4 settembre 2016. Dopo un sonno agitato mi sveglio con un dolore lancinante alle mascelle, come se tutti i denti avessero preso a muoversi. In un lampo mi vengono alla mente le parole di mia madre che interpretava il sogno della caduta dei denti come annuncio di sventura.
Resisto stoicamente, ma il dolore aumenta, il dentista diventa inevitabile.
Il dottor Zacco Pancali effettua accurata ispezione a tutti i miei 44 denti, mi sottopone a ripetute radiografie, ma deve constatare, seppure a malincuore, che la mia dentatura è perfettamente sana.
Il fastidio tuttavia permane: mangio solo pappine e assumo antidolorifici sempre più potenti.
Dopo ulteriori, inutili indagini, capisco che con quel dolore devo conviverci.
Quante volte avevo esortato i miei pazienti ad abituarsi a convivere con il loro disagio psichico. Era venuto il mio turno a farne la prova, questa volta con un malessere fisico.
Passano sei mesi e inizio ad avvertire disturbi allo stomaco: in progressione si manifestano aerofagia, difficoltà di deglutizione accompagnata da emissione di suoni simili al tubare di colombi.
Una mattina, mentre sono impegnato in una gara di flessioni con mio figlio, mia sorella, che ci osserva, lancia un grido indicando una montagnola di muscolatura disegnatasi sul ventre, come se il mio corpo avesse subito una trasformazione.
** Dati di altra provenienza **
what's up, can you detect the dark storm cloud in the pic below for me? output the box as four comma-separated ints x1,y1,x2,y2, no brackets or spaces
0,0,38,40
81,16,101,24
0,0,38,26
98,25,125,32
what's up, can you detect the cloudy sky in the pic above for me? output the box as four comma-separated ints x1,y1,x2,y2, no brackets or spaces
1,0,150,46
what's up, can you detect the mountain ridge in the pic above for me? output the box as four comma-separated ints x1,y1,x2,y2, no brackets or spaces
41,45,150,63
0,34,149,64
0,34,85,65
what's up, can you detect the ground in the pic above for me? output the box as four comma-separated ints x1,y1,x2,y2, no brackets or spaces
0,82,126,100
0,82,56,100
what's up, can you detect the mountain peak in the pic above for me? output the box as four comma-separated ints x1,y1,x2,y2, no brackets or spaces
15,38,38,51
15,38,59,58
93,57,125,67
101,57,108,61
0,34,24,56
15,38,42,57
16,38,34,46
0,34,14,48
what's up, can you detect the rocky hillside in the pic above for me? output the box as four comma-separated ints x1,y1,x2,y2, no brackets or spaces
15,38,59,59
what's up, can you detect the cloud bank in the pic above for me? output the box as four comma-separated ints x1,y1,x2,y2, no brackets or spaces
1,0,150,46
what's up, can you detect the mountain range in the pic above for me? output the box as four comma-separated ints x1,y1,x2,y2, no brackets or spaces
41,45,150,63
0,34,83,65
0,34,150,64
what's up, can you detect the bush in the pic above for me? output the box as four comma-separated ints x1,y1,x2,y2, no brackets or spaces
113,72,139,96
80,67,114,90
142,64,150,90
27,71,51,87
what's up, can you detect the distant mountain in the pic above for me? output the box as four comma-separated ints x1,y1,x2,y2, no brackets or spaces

Inizia a tormentarmi il ricordo di un racconto di Buzzati, Il fischio al naso, il cui protagonista, ricoveratosi per eliminare un tic fastidioso, precipita in un girone infernale dove, di sintomo in sintomo, viene lentamente condotto alla morte.
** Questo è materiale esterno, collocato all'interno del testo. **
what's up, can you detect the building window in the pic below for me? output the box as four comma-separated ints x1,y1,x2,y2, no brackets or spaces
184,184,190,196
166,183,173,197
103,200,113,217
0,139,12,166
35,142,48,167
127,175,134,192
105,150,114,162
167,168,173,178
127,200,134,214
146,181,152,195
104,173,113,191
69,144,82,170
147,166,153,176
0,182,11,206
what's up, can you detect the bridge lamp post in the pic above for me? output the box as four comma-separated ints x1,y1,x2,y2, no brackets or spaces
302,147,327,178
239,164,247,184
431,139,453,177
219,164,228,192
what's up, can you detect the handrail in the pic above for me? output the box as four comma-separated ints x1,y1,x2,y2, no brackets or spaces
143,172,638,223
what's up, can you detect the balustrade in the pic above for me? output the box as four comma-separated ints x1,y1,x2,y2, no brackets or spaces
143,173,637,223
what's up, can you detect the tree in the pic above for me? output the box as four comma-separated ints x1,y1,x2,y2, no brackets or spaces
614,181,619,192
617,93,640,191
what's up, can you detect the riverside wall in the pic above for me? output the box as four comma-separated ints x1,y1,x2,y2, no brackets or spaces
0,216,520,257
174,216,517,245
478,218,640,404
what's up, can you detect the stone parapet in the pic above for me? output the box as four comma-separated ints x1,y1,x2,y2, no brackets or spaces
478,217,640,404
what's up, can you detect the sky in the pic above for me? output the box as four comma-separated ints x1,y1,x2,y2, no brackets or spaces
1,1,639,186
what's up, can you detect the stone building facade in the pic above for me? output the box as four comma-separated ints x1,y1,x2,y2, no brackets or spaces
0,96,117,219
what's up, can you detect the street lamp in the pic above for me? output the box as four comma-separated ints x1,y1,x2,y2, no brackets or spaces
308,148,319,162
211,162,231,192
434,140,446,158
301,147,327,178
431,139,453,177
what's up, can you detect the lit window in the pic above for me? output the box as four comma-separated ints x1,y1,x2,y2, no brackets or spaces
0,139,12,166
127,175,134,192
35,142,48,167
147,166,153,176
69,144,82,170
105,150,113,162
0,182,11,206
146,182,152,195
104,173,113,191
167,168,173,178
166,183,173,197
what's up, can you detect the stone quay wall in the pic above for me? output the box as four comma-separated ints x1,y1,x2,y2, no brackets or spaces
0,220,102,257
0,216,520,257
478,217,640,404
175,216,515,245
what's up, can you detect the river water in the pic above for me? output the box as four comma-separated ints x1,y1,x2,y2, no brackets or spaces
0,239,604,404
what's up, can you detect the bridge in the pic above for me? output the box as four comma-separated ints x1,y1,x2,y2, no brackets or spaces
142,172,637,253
Passano gli anni: i denti trovano un nuovo assestamento, così la muscolatura addominale.
All’inizio dell’estate ecco prodursi una vistosa irritazione pruriginosa sotto l’ascella sinistra. Allergia? Solo a sinistra?
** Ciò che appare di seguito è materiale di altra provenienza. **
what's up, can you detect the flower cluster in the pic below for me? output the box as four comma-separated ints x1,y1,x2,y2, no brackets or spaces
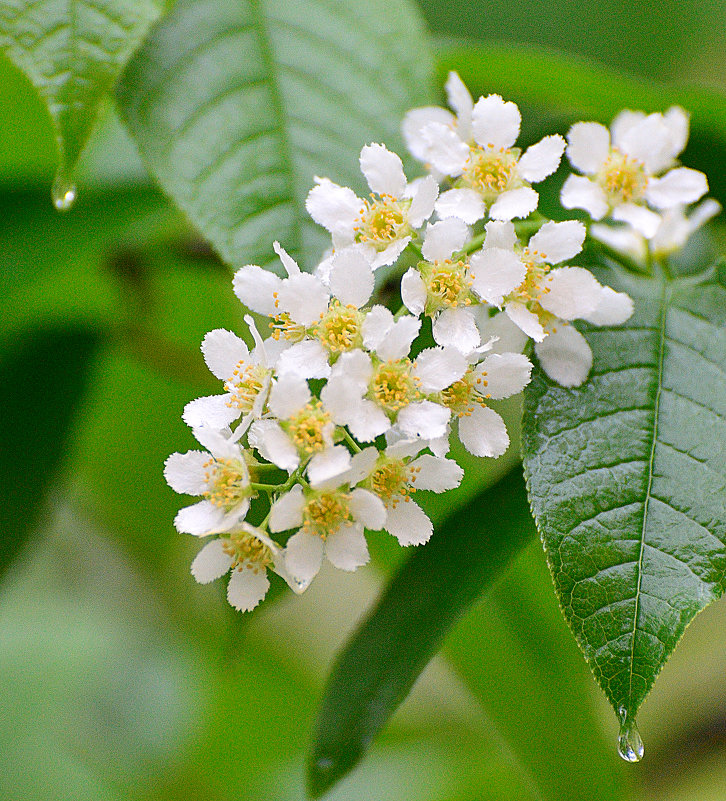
165,73,719,612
Consulto una serie di dermatologi. Ognuno ha la sua pomata miracolosa da prescrivermi. Mi ungo continuamente. Risultati nulli.
Ritornano insistenti le immagini di uno smarrito Ugo Tognazzi nella riduzione cinematografica del racconto di Buzzati.
Cerco di individuare il filo rosso che unisce tutti questi disturbi, ciò che li accomuna: arrivano senza preavviso, sembrano insopportabili, poi subiscono un assestamento.
E tutto era incominciato in quella lontana mattina di settembre del 2016.
Cosa era successo allora? Cercavo la scena primaria.
E improvvisamente la soluzione si è fatta strada, emergendo dalle profondità del subconscio: proprio in quel periodo avevo iniziato a suonare il sassofono.
Non c’era disturbo che non conducesse a lui: il bocchino costringe a un adattamento l’arcata dentale; l’emissione del suono richiama aria dal diaframma e indurisce i muscoli addominali; il braccio sinistro stringe lo strumento, lasciando il destro libero di azionare i tasti, e, con il sudore, può produrre irritazione. Lo strumento si era gradualmente impadronito del mio corpo.
Ho capito che quella del sax è una dura disciplina, che il piacere di suonarlo comporta un prezzo da pagare: è uno strumento che davvero entra nel corpo, ne diventa una protesi e impone la sua legge.